Problem 1. Prove that a ring $R$ is a PID iff it is a UFD in which $\gcd(a,b)\in\langle a, b\rangle$ for every non-zero $a,b\in R$.

Problem 2. (Selick) In a ring $R$, and element $x$ is called "nilpotent" if for some positive $n$, $x^n=0$. Let $\eta(R)$ be the set of all nilpotent elements of $R$.

1. Prove that if $R$ is commutative then $\eta(R)$ is an ideal.
2. Give an example of a non-commutative ring $R$ in which $\eta(R)$ is not an ideal.

Problem 3. (comprehensive exam, 2009) Let $A$ be a commutative ring.
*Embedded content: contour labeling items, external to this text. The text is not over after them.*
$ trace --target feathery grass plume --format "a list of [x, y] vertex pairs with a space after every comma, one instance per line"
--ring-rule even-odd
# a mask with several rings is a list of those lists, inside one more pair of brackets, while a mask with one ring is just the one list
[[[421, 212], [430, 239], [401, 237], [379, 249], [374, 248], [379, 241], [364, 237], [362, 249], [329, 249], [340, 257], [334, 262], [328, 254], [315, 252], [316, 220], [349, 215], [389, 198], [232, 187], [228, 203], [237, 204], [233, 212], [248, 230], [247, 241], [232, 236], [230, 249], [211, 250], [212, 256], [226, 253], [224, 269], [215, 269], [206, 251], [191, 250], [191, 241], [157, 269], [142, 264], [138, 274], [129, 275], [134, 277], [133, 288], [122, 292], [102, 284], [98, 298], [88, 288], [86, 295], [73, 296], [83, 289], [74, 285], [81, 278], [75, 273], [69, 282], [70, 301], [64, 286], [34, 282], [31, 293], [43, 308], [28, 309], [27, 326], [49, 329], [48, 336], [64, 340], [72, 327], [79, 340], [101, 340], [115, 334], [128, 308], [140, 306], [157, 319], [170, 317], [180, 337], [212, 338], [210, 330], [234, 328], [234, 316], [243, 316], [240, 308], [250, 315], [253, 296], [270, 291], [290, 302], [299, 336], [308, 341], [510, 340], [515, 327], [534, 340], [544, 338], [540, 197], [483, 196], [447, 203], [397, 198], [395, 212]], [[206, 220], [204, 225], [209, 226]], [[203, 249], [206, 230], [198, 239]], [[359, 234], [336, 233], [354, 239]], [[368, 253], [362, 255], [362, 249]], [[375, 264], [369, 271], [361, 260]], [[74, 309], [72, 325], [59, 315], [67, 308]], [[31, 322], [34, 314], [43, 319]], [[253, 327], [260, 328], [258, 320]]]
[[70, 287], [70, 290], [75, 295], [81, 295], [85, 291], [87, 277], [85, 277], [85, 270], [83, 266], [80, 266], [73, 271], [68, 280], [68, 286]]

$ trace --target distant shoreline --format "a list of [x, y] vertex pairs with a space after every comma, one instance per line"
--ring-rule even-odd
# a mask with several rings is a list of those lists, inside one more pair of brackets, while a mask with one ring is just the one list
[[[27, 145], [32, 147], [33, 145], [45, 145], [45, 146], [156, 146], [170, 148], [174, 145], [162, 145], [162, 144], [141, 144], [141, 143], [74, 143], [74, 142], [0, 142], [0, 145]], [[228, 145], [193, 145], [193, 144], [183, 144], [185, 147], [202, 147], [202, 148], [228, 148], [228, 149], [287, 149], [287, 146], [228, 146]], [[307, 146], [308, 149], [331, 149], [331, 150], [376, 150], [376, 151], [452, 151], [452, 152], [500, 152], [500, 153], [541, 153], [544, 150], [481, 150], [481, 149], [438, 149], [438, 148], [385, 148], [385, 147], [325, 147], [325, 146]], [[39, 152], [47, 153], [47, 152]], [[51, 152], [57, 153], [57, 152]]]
Show that a polynomial $f\in A[x]$ is invertible in $A[x]$ iff its constant term is invertible in $A$ and the rest of its coefficients are nilpotent.

Problem 4. (Lang) Show that the ring ${\mathbb Z}[i]=\{a+ib\colon a,b\in{\mathbb Z}\}\subset{\mathbb C}$ is a PID and hence a UFD. What are the units of that ring?

Problem 5. (Dummit and Foote) In ${\mathbb Z}[i]$, find the greatest common divisor of $85$ and $1+13i$, and express it as a linear combination of these two elements.

Problem 6. (Hard!) Show that the quotient ring ${\mathbb Q}[x,y]/\langle x^2+y^2-1\rangle$ is not a UFD.